Abstract Background Balanced chromosome aberrations are reported in about 1:30 couples with recurrent pregnancy loss (RPL). Karyotyping of both parents is necessary to identify these aberrations. Genome-wide non-invasive prenatal testing (NIPT) in case of recurrent pregnancy loss could be a more efficient way to identify couples at increased risk for carrying a balanced chromosome rearrangement. The aim of this study was to evaluate whether the potential fetal imbalances caused by parental balanced aberrations detected in our center are large enough to be detectable by genome-wide non-invasive prenatal testing (NIPT). Material and methods From January 1970 until May 2020 our laboratory received 30,863 unique requests for karyotyping due to RPL. We have identified 16,045 couples and evaluated all abnormal cytogenetic results to assess the minimal size of the involved chromosomal segments in potential unbalanced products of the rearrangements. Results In the presented cohort we detected 277 aberrant balanced translocations/inversions in females and 185 in males amongst 16,045 couples with RPL, which can be translated to a risk of 1:35 (2.9%, 95% CI 2.6–3.2%).

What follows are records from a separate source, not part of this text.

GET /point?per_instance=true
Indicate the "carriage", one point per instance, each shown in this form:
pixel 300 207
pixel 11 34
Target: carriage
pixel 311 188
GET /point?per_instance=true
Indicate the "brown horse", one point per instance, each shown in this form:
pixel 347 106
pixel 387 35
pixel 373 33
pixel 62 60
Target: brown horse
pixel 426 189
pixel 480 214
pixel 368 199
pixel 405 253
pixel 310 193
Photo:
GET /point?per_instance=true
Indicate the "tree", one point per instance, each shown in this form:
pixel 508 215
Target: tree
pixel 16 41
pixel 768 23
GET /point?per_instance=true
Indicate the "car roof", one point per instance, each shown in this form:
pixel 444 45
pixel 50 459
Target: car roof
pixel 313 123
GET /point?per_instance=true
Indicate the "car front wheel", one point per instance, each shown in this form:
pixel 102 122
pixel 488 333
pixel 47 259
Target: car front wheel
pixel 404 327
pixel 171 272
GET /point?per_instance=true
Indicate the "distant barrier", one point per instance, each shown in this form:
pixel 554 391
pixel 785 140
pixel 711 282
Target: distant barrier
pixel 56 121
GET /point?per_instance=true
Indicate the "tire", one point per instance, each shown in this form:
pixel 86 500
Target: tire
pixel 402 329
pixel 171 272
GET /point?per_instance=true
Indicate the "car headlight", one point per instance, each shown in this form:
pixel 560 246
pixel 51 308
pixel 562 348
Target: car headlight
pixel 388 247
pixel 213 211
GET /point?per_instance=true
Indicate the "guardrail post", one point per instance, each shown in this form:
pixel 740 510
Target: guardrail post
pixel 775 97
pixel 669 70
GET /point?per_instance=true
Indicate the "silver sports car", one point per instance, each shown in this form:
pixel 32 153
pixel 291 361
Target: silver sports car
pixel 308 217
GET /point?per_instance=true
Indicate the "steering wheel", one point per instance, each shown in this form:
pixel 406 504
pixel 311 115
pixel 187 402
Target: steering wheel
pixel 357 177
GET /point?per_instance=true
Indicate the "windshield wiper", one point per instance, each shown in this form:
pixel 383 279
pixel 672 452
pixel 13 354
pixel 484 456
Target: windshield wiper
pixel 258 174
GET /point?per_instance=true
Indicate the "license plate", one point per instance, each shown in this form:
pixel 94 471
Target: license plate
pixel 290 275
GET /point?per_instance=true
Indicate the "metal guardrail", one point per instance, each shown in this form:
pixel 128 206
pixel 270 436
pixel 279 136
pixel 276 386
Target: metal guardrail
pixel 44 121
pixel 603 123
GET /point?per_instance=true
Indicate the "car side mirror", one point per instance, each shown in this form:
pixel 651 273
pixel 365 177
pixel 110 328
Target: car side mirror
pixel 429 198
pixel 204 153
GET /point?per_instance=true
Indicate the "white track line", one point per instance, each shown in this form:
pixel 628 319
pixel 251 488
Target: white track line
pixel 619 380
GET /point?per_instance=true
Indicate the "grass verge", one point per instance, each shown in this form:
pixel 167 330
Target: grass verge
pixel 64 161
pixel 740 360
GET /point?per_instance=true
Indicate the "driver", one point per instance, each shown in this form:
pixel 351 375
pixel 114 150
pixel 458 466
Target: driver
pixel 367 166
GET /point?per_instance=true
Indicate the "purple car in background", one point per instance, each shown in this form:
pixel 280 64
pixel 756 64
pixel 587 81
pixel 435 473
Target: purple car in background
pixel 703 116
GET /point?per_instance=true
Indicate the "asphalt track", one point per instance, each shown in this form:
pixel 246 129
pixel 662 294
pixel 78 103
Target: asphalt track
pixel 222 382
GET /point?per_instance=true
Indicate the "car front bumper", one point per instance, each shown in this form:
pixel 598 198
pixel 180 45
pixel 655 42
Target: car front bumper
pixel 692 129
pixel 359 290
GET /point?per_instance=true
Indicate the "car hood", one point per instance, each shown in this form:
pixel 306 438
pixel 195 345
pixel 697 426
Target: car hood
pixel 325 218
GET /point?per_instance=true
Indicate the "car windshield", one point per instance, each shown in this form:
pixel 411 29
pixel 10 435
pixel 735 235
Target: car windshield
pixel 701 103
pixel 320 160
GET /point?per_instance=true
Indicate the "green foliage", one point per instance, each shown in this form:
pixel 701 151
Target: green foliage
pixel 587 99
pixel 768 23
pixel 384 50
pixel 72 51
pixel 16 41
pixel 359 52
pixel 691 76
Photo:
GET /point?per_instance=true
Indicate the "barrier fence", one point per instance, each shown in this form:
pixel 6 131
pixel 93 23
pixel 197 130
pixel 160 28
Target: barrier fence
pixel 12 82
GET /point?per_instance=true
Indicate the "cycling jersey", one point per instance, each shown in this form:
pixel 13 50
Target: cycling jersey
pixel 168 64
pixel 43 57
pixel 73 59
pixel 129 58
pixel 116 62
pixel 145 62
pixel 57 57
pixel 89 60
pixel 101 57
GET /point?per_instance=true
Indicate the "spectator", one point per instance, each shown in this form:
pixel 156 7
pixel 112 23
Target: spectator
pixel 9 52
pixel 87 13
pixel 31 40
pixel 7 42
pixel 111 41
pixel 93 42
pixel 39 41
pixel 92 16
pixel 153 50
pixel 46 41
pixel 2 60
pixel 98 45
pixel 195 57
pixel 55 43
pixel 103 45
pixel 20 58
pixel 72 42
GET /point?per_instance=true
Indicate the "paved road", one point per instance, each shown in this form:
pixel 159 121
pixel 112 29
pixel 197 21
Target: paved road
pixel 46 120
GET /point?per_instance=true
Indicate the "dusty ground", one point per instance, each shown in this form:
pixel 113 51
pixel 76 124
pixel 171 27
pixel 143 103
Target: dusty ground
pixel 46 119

Our study showed that the vast majority (98.7%, 95% CI 97.1–99.5%) of these balanced aberrations will potentially cause a fetal imbalance > 10 Mb, which is detectable with genome-wide NIPT if it was performed during one of the miscarriages. Conclusions Our study suggests that genome-wide NIPT is able to reveal most unbalanced products of balanced chromosomal rearrangements carried by couples with RPL and therefore can potentially identify balanced chromosomal aberration carriers. Moreover, our data suggest that these couples can be offered NIPT in case they decline invasive testing in future pregnancies.